Give us coffee or give us death

By David Villani

As I sit down in my AP World History class, I’m thrilled. I’m thrilled because on this beautiful Monday afternoon, I will have the exciting opportunity to demonstrate my extensive knowledge on topics ranging from the Bantu Migrations to the Sinification of Vietnam.

Following some inspiring words from Ms. Eagan, I begin my exam. Those 55 questions and that fearsome scantron are no match for my mind, sharpened by study and enthusiasm.

But alas! Fifteen questions in, much to my dismay, I’m overcome with overpowering fatigue. Though my will to remain awake stays strong, my eyelids flicker shut. I wake up with fifteen minutes left in the period and stumble through the last 40 questions.

As President George W. Bush once said, “fool me once, shame on you. Fool me twice, you can’t get fooled again.” The next exam rolls around, but this time, I learn from my mistakes and head to the cafeteria to pick up a steaming cup of stimulating, caffeinated coffee.

But before I can proclaim my mission accomplished, tragedy strikes.

The sticky container of dark brown liquid holds not the shakey joe I so deeply crave, but rather a hollow imitation, an uncaffeinated substitute meant solely, it seems, to make a mockery of my struggle.

I ask the lunch lady where the real, caffeinated big boy juice is, but she’s a stone wall. No coffee for students, she says. Only for the teachers, she taunts.

I leave the cafeteria in shock and launch myself into a coffee-centered investigation. To my horror, I discover that our Maryland representatives, elected to protect our rights, have stripped us of them; in 2014, they banned the sale of caffeinated drinks in schools. I stagger to class, disheartened, and history repeats itself.

This SAD! occasion, so tragic yet so preventable, presents a sin to be rectified. For the sake of our grades, for the sake of our morale, it’s imperative that the school makes caffeinated coffee available to all students.

But why bother taking on the Man? For this, I have a simple answer: justice, unlike me in AP World, never sleeps.

First, it’s critical to understand that at the root of this bitter struggle is students’ drastic lack of sleep. An informal study of 56 Whitman students showed that our young scholars sleep an average of six hours a night—two hours shorter than our recommended eight hour minimum. We don’t have the time to recover from days filled with studies, sports and socializing.

Coffee can help with this. Caffeine binds to adenosine receptors in the brain, tricking cells into thinking that they’re awake. Coffee keeps us alert; it provides a service that our late bedtimes can’t give us.

But schools ban our elixir, and the Big Men tell us that caffeine raises heart rate and blood pressure, contributes to anxiety and may cause gastric distress in some people. While that may be true for some students, it’s not fair to deprive the entire student body of caffeine.

To be clear, Maryland bans caffeine not because of coffee, but rather in an attempt to restrict student access to energy drinks like Red Bull and Monster Energy Drink. That makes sense—in 2011, a Maryland girl died after drinking just two energy drinks.

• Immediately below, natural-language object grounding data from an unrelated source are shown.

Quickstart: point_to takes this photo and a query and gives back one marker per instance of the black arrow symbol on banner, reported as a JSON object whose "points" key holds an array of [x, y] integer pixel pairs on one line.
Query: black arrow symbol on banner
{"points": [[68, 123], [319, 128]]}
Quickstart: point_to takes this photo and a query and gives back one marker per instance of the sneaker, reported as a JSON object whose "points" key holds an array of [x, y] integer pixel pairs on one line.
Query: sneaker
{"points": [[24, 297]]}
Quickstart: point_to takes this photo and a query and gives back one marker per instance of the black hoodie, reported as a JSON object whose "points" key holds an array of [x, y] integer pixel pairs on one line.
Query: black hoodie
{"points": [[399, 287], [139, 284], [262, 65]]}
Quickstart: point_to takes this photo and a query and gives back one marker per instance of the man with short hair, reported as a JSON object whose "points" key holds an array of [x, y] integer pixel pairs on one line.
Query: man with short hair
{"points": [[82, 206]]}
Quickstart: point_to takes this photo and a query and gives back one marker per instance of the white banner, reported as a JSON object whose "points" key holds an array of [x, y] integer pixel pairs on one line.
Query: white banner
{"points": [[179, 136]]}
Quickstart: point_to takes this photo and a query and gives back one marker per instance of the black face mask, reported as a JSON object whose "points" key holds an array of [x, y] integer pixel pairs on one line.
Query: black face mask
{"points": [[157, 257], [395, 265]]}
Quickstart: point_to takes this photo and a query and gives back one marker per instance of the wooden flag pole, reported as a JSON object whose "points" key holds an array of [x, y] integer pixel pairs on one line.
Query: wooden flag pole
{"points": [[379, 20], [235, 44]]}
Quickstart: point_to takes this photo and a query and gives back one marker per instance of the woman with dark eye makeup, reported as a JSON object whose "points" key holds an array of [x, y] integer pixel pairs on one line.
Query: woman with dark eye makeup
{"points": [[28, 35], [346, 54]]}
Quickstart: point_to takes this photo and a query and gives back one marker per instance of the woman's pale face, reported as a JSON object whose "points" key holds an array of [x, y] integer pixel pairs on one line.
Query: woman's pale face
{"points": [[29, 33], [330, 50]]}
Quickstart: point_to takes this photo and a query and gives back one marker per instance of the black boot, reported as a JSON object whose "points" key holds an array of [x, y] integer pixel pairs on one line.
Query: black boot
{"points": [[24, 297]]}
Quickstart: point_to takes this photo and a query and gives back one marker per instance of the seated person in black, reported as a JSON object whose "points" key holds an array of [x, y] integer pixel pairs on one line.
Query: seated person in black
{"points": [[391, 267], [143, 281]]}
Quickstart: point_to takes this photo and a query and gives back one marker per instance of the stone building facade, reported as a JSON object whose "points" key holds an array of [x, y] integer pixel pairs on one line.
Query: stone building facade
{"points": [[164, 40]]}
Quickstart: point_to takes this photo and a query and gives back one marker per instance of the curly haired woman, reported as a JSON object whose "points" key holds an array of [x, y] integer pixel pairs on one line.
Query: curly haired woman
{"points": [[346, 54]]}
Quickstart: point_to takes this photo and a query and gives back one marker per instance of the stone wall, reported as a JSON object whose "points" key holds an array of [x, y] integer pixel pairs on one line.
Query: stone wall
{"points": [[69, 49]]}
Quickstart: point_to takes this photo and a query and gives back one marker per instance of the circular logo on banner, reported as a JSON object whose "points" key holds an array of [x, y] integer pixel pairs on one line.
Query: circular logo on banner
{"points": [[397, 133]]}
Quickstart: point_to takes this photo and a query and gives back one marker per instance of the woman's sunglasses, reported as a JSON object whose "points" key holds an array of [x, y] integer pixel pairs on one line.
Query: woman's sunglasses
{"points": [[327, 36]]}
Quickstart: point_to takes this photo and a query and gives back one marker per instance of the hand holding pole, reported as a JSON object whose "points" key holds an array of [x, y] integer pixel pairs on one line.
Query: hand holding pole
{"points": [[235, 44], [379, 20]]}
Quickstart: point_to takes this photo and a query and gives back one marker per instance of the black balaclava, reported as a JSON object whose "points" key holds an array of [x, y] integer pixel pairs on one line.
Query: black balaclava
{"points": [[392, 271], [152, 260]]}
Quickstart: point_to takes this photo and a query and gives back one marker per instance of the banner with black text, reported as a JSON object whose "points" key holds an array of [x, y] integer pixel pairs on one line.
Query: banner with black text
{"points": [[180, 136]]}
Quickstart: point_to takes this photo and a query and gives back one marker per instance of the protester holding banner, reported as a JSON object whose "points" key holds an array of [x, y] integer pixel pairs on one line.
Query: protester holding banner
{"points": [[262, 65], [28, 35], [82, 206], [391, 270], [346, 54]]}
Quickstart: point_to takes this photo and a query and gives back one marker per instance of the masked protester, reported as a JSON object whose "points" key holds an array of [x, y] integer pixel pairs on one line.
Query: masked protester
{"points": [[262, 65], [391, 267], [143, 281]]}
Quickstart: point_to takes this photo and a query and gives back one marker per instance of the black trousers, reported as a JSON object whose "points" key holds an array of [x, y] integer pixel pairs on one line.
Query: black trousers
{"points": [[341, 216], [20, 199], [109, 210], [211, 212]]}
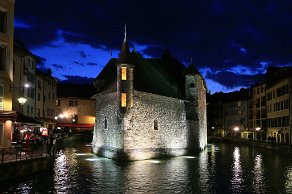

But it’s absurd to ban coffee as well as energy drinks. Sure, coffee might make students a bit jittery, but as Benjamin Franklin, a known coffee enthusiast, once said, “they that can give up essential liberty [ie. coffee] to purchase a little temporary safety [ie. not being jittery], deserve neither liberty nor safety.”

Beyond that, like any prohibition, people easily get around it. Students aren’t banned from bringing coffee from home. My peers stroll through our halls sipping Caramel Mocha Chai Tea double shot skinny lattes from Starbucks anyway. Furthermore, coffee-lovers with cars can simply leave campus and go buy coffee. If the school seeks to save the children, it’s doing a terrible job.

And so we poor, mug-less, car-less losers are left to suffer without caffeine.

The school isn’t helping us. No, it’s depriving us of our sleep, and then taking away what could aid us. We need coffee and that’s the tea.